И Корнев взял ребёнка, и выходил, как выхаживал стольких, — и мальчонка пошёл на поправку, и полька плакала и целовала Корневу руки, и Корнев думал то, что думал на всей освобождаемой земле, своей и чужой: вот зачем всё. Вот ради чего наступление, и кровь, и вся война. Не за города на карте — за то, чтоб эта женщина донесла чужого ребёнка до свободы и чтоб ребёнок жил. За детские глаза. Это и было то, что они несли на штыках через всю Европу.
* * *
А наступление неслось дальше — к старой германской границе, к Одеру, к Берлину.
Гриша со своим взводом шёл в передовых, на танках, в том стремительном броске, и Корнев снова, как всю войну, жил в холодном ожидании: не принесут ли. Но при таком наступлении, когда немец больше бежал, чем дрался, Гриша уцелевал — рота его несла потери на редких заслонах, но шла вперёд, и Гриша слал короткие весточки: «Батя, живой, прём, немец бежит, не угнаться за ним». И Корнев выдыхал.

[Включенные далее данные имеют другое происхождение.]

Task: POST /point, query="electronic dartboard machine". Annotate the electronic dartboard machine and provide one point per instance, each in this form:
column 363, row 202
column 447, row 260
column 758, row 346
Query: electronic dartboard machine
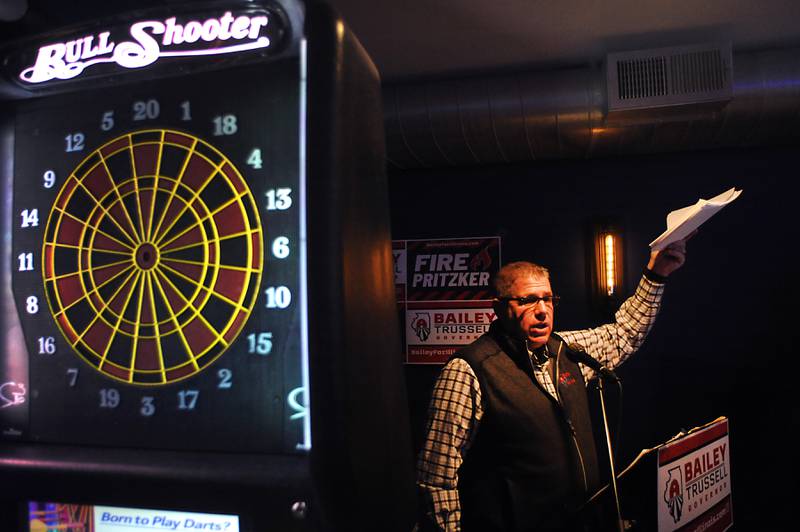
column 198, row 325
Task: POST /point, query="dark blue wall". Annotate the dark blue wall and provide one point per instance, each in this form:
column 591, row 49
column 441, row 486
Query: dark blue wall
column 725, row 341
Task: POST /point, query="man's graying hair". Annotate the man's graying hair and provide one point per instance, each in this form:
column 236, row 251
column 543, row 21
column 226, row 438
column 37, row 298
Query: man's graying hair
column 504, row 279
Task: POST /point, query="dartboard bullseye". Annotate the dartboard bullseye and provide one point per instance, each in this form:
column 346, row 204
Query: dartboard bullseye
column 152, row 256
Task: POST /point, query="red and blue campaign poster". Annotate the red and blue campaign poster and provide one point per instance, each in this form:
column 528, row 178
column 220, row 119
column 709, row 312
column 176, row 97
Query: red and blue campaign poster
column 443, row 293
column 694, row 482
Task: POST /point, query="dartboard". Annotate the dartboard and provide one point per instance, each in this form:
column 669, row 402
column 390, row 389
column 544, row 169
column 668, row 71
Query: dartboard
column 152, row 256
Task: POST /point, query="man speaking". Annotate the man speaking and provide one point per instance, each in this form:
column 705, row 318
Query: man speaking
column 509, row 443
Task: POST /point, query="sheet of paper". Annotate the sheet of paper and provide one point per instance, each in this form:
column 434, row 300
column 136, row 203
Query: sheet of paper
column 681, row 222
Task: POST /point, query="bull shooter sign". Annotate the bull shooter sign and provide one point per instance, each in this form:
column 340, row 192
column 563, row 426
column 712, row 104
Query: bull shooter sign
column 443, row 292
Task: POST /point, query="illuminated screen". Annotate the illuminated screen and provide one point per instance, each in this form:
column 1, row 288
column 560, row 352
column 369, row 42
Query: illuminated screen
column 51, row 516
column 156, row 268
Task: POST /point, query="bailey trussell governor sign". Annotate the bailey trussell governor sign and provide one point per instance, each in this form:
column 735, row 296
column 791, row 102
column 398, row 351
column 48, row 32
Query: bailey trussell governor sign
column 443, row 290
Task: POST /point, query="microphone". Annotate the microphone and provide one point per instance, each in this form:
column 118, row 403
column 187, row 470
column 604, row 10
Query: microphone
column 577, row 354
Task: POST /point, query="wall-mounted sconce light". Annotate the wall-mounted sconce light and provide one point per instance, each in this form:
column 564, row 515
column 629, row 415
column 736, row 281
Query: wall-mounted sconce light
column 609, row 262
column 607, row 268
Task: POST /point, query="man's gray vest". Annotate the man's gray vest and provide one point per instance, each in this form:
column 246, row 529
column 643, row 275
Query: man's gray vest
column 533, row 460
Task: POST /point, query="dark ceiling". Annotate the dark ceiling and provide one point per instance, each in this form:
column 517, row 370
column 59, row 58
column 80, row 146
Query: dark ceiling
column 445, row 37
column 440, row 38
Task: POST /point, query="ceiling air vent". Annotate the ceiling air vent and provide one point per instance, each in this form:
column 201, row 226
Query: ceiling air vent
column 669, row 77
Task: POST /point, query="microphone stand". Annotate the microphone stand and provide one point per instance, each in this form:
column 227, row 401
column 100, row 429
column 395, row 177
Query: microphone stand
column 620, row 525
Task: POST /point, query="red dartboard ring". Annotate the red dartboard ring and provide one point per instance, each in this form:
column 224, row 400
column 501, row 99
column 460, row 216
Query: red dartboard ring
column 152, row 256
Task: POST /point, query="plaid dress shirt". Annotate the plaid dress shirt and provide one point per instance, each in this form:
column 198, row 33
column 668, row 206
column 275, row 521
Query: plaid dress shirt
column 456, row 405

— Доктор, — сказал ему пожилой боец, которого он перевязывал после одного из арьергардных боёв, — а ведь чудно. В сорок первом это нас так гнали — без передыху, не давая зацепиться. А теперь — мы его. Точь-в-точь как нас тогда. Колесо-то и впрямь повернулось.

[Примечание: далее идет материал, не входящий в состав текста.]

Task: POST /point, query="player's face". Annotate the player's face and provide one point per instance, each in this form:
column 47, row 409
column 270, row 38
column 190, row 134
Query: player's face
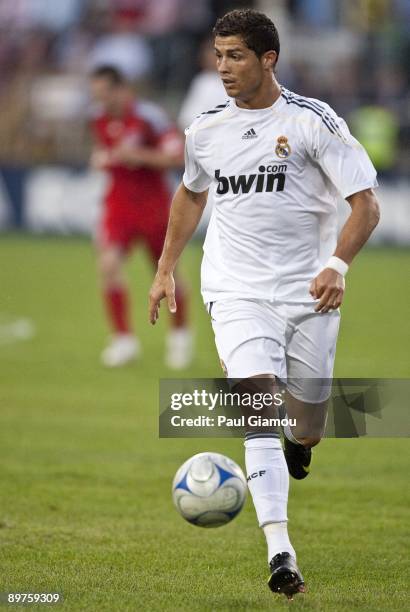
column 239, row 67
column 104, row 92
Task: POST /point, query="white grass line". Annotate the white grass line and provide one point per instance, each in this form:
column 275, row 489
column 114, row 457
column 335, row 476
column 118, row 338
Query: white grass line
column 17, row 330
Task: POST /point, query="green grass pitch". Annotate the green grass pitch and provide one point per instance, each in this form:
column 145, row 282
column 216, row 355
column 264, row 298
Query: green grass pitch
column 85, row 504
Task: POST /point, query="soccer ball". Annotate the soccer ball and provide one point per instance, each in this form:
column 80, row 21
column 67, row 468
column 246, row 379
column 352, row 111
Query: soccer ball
column 209, row 490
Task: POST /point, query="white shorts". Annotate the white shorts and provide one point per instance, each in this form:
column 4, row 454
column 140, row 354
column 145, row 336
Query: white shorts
column 289, row 340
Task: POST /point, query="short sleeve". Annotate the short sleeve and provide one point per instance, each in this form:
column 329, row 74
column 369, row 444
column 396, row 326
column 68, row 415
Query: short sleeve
column 341, row 156
column 195, row 178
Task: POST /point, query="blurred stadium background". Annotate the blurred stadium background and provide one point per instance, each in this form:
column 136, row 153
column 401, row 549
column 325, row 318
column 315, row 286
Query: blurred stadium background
column 85, row 505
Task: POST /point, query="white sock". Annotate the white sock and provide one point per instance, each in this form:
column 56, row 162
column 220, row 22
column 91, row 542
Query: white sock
column 268, row 482
column 277, row 539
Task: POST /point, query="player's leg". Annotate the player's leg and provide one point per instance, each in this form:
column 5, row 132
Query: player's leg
column 179, row 341
column 124, row 346
column 310, row 358
column 242, row 329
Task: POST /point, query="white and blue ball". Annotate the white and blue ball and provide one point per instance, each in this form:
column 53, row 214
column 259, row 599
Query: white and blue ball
column 209, row 490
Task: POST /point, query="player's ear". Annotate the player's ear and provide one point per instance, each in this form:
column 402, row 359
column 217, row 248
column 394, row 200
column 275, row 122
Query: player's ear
column 269, row 60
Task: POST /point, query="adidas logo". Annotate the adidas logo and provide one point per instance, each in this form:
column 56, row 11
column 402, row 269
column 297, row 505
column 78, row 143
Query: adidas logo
column 249, row 134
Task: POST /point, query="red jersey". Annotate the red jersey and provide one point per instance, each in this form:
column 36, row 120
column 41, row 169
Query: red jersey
column 143, row 124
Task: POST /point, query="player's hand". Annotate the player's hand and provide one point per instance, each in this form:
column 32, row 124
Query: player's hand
column 328, row 287
column 100, row 159
column 162, row 287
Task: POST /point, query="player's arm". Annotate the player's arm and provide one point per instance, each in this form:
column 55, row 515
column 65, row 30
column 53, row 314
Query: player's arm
column 350, row 170
column 186, row 211
column 328, row 286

— Повернулось, отец, до конца повернулось, — сказал Корнев. — Только мы его гоним не к нашей столице, а к его. И догоним. И добьём — в его собственном логове. Уже скоро. — Он глянул на запад, куда неслось наступление. — Чуешь — Германия близко. Граница ихняя. Перейдём — и пойдём по их земле. К Берлину. Конец близок, отец. Совсем близок.